Separati in casa: scelta anti felicità 

Separati in casa: sembra un ossimoro, un controsenso, ma ai nostri giorni purtroppo è una realtà. Ed è una realtà piuttosto frequente: la crisi economica e la difficoltà di trovare alloggi a buon prezzo spesso impongono una scelta di questo tipo.

Ma non sono solamente le difficoltà materiali, a spingere a continuare a vivere sullo stesso tetto. Qualche volta è la speranza che le cose possano rimettersi a posto.

La scelta di vivere separati in casa, però, presenta non pochi rischi e non poche difficoltà, di diverso tipo. Se da una parte il fatto di poter dividere le spese alletta e non poco, dall’altro una scelta di questo tipo equivale a rinunciare alla felicità. E questo discorso vale anche se si hanno figli.

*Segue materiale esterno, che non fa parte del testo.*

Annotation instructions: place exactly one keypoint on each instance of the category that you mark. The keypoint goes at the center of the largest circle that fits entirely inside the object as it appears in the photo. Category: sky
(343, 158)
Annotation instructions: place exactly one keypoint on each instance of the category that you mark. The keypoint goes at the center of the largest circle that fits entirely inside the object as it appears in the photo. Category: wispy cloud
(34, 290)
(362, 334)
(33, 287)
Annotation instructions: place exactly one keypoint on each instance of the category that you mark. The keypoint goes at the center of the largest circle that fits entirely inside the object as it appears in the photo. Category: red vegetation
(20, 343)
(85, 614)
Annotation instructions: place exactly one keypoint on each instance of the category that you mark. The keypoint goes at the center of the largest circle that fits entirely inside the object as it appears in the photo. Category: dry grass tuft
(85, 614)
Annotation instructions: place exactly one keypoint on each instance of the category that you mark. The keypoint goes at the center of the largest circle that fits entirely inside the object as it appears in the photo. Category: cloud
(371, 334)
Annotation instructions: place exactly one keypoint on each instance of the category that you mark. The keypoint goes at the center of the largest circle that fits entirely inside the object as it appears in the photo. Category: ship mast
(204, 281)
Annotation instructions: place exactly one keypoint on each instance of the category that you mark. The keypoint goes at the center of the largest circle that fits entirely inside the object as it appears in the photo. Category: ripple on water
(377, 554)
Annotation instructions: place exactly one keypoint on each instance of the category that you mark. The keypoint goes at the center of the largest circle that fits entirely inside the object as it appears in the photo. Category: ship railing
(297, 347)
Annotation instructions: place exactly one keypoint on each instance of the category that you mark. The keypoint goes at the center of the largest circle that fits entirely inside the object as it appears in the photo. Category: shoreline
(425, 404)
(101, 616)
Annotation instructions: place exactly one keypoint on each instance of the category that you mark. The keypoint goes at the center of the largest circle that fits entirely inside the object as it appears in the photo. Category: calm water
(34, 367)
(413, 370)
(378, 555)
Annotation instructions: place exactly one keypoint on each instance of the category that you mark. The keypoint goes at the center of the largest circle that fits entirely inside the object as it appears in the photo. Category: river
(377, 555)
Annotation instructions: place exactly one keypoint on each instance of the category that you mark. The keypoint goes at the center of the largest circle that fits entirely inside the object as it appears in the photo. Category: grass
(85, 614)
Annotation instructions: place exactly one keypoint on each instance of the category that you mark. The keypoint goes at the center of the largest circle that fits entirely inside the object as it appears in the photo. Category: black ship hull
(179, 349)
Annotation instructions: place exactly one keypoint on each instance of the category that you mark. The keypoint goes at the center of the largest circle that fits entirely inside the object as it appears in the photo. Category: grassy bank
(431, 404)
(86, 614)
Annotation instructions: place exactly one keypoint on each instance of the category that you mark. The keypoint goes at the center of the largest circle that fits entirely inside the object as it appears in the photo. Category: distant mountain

In questo caso, infatti, la situazione che andrà a crearsi nel caso di vivere separati in casa li vedrà come prime vittime. Perché se c’è una situazione che fa male ai bambini, è percepire un clima di poca chiarezza e di tensione. Nella mia esperienza, e di quella di tante persone che conosco e di educatori, i bambini hanno bisogno di un ambiente sereno e tranquillo. E se si vive separati in casa, la tranquillità e la serenità spesso sono solo un’utopia, una chimera.

Ho vissuto anche io un periodo di questo tipo, durato circa sette mesi. La mia allora moglie dormiva nella stanza coniugale, e io in soffitta. I bambini vedevano questa situazione e non capivano. Oltretutto, il fatto di vivere separati in casa non consentiva a nessuno di noi due di avere una vita propria, per quanto embrionale e modesta. E il mantenere una sorta di legame non rende possibile chiudere con il capitolo matrimonio.

I bambini, appunto, sono probabilmente i primi a risentirne. La piccola, per esempio, al nido ha smesso di socializzare con gli altri bambini. Viveva la situazione di genitori separati in casa stando tutto il giorno seduta da sola in un angolo. Ha ripreso a giocare normalmente solo che sono andato via di casa.

In conclusione, credo fermamente che la scelta di vivere da separati in casa sia da farsi solamente in casi di estrema necessità. Che la scelta di vivere da separati in casa richieda una lunghissima ponderazione. Crea problemi a entrambi i coniugi (o gli ex coniugi) e ai figli. Non consente di ripartire, è la morte di ogni speranza di felicità. E la ricerca la felicità lo ritengo un nostro preciso dovere.